In 2012, journalist Dan Lyons, who’d previously been employed as the technology editor at Newsweek magazine, was in his 50s and desperately looking for work. He’d just been fired and was now facing a radically different job market.
He wasn’t alone. The internet-technology boom of the 2000s was causing many older professionals to reevaluate their positions in the media industry.
During the early 2000s, new internet-based tech companies, including Google, Facebook, Zynga and Groupon, were on the rise. Meanwhile, traditional media industries, such as newspapers and magazines, were struggling to survive and adapt.
These newly ascendant companies were offering products and services that were changing central human activities – how we shop and socialize, how we get our news and information.
Instead of relying on newspapers and magazines, readers could now get all the information they needed with a simple click. Print magazines like Newsweek were in free-fall as advertisers began moving to online platforms and people began canceling their subscriptions.
All of this led to Lyons being let go, just after Newsweek – the very company he was working for – published an article entitled “The Beached White Male.” Ironically, it was about a generation of experienced, older professionals who were suddenly finding themselves bereft of work due to company cutbacks.
To find a new job, Lyons needed to reinvent himself – and his attempt at transformation led him to the new world of start-ups.
Lyons was married, had two young kids and was the sole breadwinner, all of which made a steady job and good health insurance imperative.

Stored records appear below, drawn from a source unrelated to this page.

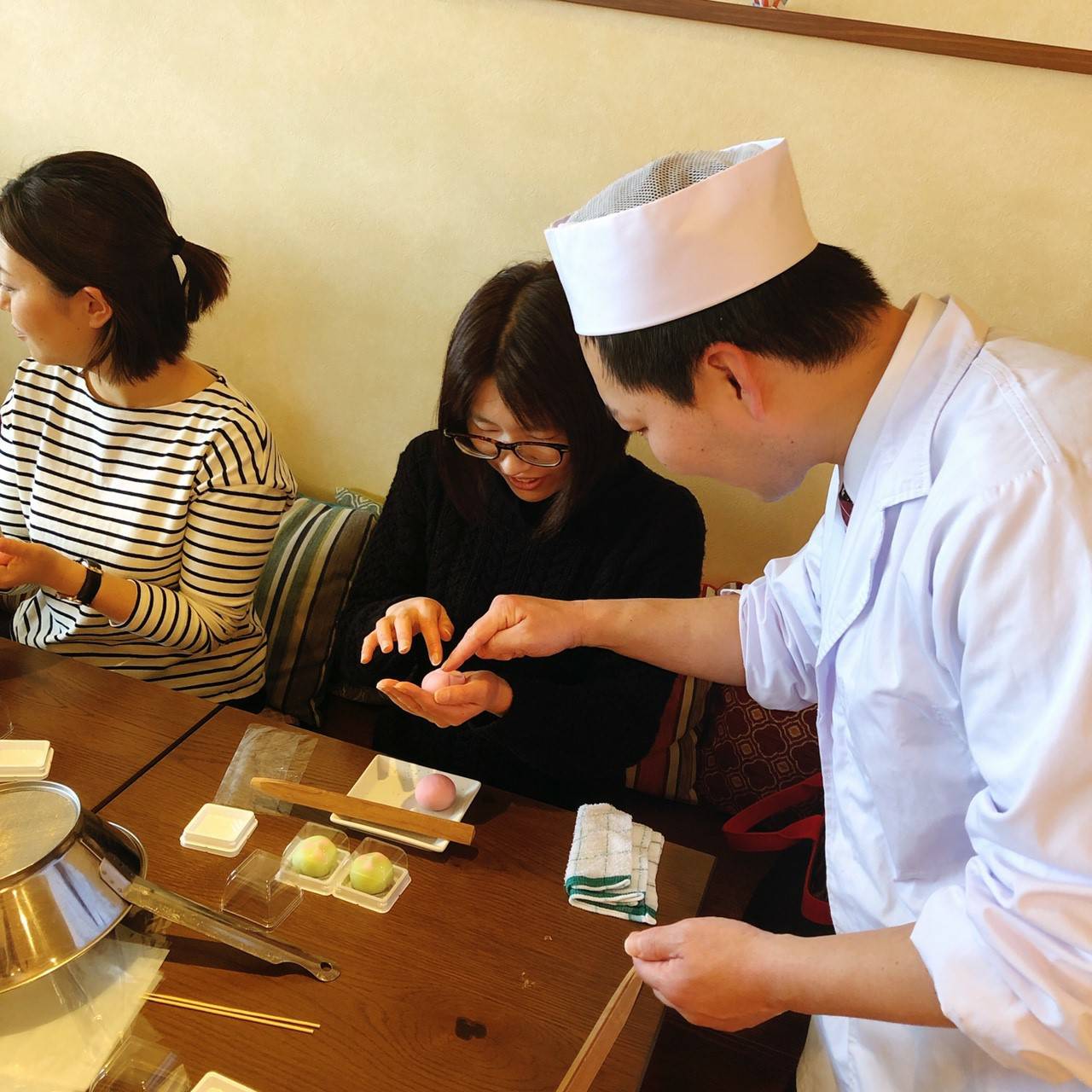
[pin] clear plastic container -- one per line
(218, 829)
(141, 1065)
(320, 885)
(382, 901)
(254, 893)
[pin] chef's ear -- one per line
(735, 373)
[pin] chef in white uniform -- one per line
(940, 616)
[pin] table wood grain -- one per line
(105, 728)
(480, 978)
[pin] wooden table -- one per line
(482, 978)
(105, 728)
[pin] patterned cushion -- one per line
(747, 752)
(315, 557)
(358, 498)
(671, 767)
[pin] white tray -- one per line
(391, 781)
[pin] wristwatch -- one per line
(90, 587)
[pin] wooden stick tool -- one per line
(591, 1056)
(323, 799)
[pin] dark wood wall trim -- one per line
(944, 43)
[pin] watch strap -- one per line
(92, 582)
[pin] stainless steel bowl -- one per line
(68, 877)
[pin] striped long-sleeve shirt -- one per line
(183, 499)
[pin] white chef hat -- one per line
(679, 235)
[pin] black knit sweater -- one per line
(577, 718)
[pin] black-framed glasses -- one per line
(532, 452)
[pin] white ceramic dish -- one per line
(218, 829)
(391, 781)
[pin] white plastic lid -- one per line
(24, 758)
(218, 829)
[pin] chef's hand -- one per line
(480, 693)
(402, 621)
(713, 971)
(23, 562)
(520, 626)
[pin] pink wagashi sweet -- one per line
(440, 679)
(436, 792)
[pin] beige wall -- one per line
(366, 164)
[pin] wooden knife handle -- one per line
(369, 810)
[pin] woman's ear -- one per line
(728, 371)
(94, 307)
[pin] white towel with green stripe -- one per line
(613, 865)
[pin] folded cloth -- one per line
(613, 865)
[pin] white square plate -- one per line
(24, 758)
(391, 781)
(218, 829)
(218, 1083)
(26, 772)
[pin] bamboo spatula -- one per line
(351, 807)
(591, 1056)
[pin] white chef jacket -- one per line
(946, 636)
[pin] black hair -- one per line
(517, 330)
(814, 315)
(93, 219)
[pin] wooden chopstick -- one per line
(591, 1056)
(288, 1024)
(351, 807)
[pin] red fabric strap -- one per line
(741, 834)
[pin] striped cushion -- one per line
(315, 557)
(671, 767)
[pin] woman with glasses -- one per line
(525, 487)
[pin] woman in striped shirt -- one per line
(139, 491)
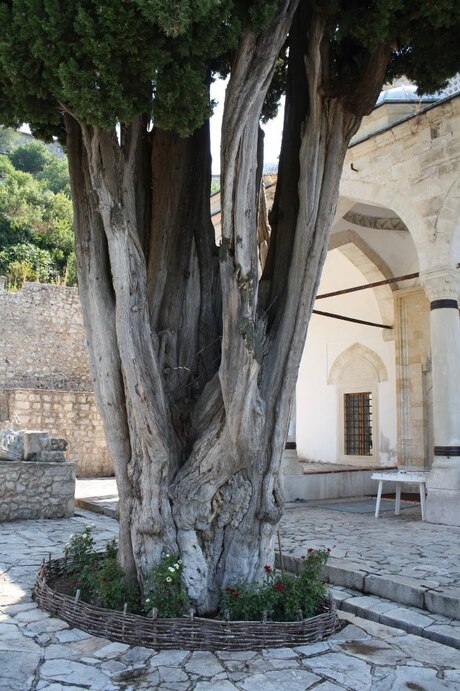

His first new job took him to San Francisco, where he worked for a tech-news website called ReadWrite.
It was okay, but not ideal, since his family was rooted on the other side of the country, in Boston. However, while in San Francisco, he also got a first-hand look at the booming start-up businesses of Silicon Valley.
This got him thinking: Maybe he could reinvent himself as a writer in the marketing department of a start-up?